Mais alors que le gouvernement chinois commence à lever ces restrictions, la demande refoulée pourrait faire grimper les prix. La Chine pourrait également augmenter davantage ses importations de pétrole en provenance de Russie, dont la qualité de référence du brut de l’Oural se négocie à un rabais de 34 $ US le baril par rapport au Brent.
Vortexa estime que la Chine a importé 1,1 million de barils par jour de pétrole maritime russe en mai, en hausse d’environ 37 % par rapport à la moyenne de l’année dernière.
Smith de Kpler a déclaré qu’il ne s’attend pas à ce que la demande en Chine revienne « rugir » en raison de son approche progressive de la levée des restrictions.
Mais « la plus grande influence baissière sur les prix a été éliminée, d’où une raison de plus de s’attendre à voir les prix soutenus autour des niveaux actuels à l’avenir », a-t-il déclaré.

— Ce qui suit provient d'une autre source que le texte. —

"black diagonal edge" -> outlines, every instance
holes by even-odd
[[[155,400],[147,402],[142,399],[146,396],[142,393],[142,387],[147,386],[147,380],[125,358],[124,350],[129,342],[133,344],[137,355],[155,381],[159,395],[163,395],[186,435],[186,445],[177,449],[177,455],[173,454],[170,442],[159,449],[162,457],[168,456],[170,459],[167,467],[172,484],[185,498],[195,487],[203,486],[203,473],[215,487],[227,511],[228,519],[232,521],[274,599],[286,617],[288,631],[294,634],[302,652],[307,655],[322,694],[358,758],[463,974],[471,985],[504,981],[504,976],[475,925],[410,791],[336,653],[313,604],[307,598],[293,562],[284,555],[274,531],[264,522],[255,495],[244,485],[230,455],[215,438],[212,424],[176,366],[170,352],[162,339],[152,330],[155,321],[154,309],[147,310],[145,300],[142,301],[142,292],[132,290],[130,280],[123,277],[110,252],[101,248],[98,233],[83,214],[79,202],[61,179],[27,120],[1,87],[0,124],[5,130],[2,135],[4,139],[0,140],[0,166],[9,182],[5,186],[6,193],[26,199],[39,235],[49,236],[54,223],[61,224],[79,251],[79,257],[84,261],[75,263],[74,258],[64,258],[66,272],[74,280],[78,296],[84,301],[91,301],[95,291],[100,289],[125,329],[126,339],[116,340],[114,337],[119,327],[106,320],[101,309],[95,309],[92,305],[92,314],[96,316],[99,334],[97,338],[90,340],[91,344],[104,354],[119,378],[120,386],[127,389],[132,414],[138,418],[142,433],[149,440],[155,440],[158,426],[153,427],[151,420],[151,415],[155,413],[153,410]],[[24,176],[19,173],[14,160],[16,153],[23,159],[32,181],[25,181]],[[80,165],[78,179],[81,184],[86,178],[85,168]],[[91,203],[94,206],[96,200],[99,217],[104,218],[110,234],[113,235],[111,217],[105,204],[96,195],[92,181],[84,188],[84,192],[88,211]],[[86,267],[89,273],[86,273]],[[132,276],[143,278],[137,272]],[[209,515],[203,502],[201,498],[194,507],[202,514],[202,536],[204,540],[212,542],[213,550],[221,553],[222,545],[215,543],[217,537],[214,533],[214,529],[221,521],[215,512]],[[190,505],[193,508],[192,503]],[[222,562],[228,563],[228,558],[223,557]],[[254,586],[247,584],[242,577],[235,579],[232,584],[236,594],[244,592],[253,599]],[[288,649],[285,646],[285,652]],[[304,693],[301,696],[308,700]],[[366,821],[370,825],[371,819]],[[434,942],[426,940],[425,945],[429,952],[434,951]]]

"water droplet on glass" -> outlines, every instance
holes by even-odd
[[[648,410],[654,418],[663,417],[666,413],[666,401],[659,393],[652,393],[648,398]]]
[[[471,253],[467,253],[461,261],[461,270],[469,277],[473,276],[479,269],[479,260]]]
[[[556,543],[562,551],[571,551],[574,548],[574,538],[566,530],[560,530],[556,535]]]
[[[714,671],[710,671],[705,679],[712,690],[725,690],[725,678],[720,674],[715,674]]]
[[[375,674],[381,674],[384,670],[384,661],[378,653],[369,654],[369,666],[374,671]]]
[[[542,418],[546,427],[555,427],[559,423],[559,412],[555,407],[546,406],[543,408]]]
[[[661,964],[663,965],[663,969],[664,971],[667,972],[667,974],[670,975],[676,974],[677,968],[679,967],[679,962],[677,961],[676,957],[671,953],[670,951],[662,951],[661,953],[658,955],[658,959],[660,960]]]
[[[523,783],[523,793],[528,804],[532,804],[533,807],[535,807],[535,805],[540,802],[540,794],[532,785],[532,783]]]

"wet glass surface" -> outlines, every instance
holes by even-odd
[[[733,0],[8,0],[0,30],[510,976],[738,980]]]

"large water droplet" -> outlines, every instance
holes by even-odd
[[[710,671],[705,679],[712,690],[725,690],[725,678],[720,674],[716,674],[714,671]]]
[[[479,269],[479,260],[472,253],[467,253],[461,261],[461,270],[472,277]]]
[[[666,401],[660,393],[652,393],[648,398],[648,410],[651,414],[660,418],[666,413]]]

Demande de carburant aux États-Unis a également fait preuve d’une bonne résistance malgré des prix exorbitants. Au cours de la semaine se terminant samedi, la quantité d’essence pompée dans les stations-service américaines n’a diminué que de 5% par rapport à la même semaine il y a un an, selon OPIS, qui suit les prix de l’essence et les données de consommation.
Cette modeste baisse s’est produite alors que le prix moyen national a augmenté de plus de 50 % d’une année sur l’autre pour atteindre 4,60 $ US le gallon fin mai.
— Chris Isidore et Mark Thompson a contribué au reportage.